Bernie on Nonprofit Hospitals and Charity Care

Senator Sanders issued a report yesterday bemoaning, for the umpteenth time, the fact, assertion, belief, or rumor that nonprofit hospitals are not earning their keep by way of charity care. The American Hospital Association either had an early copy, a spy, or it just repackaged the same ol’ response. Because the response came out almost before the report. Anyway, in his role as Chair of the Committee on Health, Education, Labor and Pensions Committee, Bernie lays it out, stating that hospitals hound patients and deny charitable care to fund eye-popping salaries for top hats:
Non-profit Hospitals Fail to Meet the Critical Need for Medical Care
In 2022, about one in seven Americans delayed or went without hospital services due to high costs. These delayed hospital services could include surgeries, diagnostic testing, and a range of highly specialized treatments. Those delays create much higher risks of more serious conditions, worse health outcomes, and higher costs for patients. Non-profit hospitals could play a significant role in delivering necessary care to Americans while also satisfying their charity care obligations. Instead, these hospitals continue to hoard their resources to the detriment of the patients they claim to be committed to serving. Committee staff reviewed tax documents for 16 major non-profit hospital chains that each take in more than $3 billion in revenue annually. Twelve of the 16 dedicate less than two percent of their total revenue to charity care, including three of the nation’s five largest non-profit hospital chains. Of those twelve, six dedicate less than one percent of their total revenue to charity care.
In recent years, non-profit hospitals have provided less charity care even as these hospitals saw a steady increase in their revenues and operating profits. One study found 86 percent of non-profit hospitals spent less on charity care than they received in tax benefits between 2011 and 2018. Another recent study found that non-profit hospitals increased their average operating profit by more than 36 percent, from about $43 million to almost $59 million, between 2012 and 2019. In the same time period, the hospitals almost doubled the cash balances they held in reserve, from an average of about $133 million to more than $224 million. Those additional operating profits and reserve funds were not used to help those most in need: in the same time period, average charity care spending dropped from just $6.7 million to $6.4 million.

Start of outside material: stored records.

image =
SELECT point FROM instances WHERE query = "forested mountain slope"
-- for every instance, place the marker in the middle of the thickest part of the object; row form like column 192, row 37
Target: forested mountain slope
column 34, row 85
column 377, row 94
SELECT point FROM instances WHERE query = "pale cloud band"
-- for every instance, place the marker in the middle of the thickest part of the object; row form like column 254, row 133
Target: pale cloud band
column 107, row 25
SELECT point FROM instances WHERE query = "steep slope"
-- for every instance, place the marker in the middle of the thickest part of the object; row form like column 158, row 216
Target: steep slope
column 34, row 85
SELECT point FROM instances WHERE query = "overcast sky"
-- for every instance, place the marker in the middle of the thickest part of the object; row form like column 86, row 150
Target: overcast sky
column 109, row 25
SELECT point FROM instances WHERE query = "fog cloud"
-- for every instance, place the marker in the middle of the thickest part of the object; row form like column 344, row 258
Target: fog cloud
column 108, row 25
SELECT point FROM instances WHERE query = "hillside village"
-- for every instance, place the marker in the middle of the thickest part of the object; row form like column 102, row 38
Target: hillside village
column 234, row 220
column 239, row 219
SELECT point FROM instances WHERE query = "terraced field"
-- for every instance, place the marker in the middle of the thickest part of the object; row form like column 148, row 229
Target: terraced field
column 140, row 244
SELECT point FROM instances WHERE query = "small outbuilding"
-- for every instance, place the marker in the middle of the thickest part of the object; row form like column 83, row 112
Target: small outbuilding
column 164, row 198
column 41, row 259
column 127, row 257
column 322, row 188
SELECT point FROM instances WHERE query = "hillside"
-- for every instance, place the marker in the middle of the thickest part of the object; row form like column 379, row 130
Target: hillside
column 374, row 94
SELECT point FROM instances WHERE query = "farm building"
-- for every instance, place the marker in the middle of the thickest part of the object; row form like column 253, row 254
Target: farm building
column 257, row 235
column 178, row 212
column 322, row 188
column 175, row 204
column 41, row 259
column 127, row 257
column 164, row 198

While these hospitals provide woefully insufficient care to the patients most in need, they provide massive salaries to their top executives. In 2021, the most recent year for which data is available for all of the 16 hospital chains, those companies’ CEOs averaged more than $8 million in compensation and collectively made over $140 million. CommonSpirit Health led the way, with a combined $32 million compensation package for the outgoing and incoming CEOs. In the same year, the company spent only 1.5 percent of its revenue on charity care.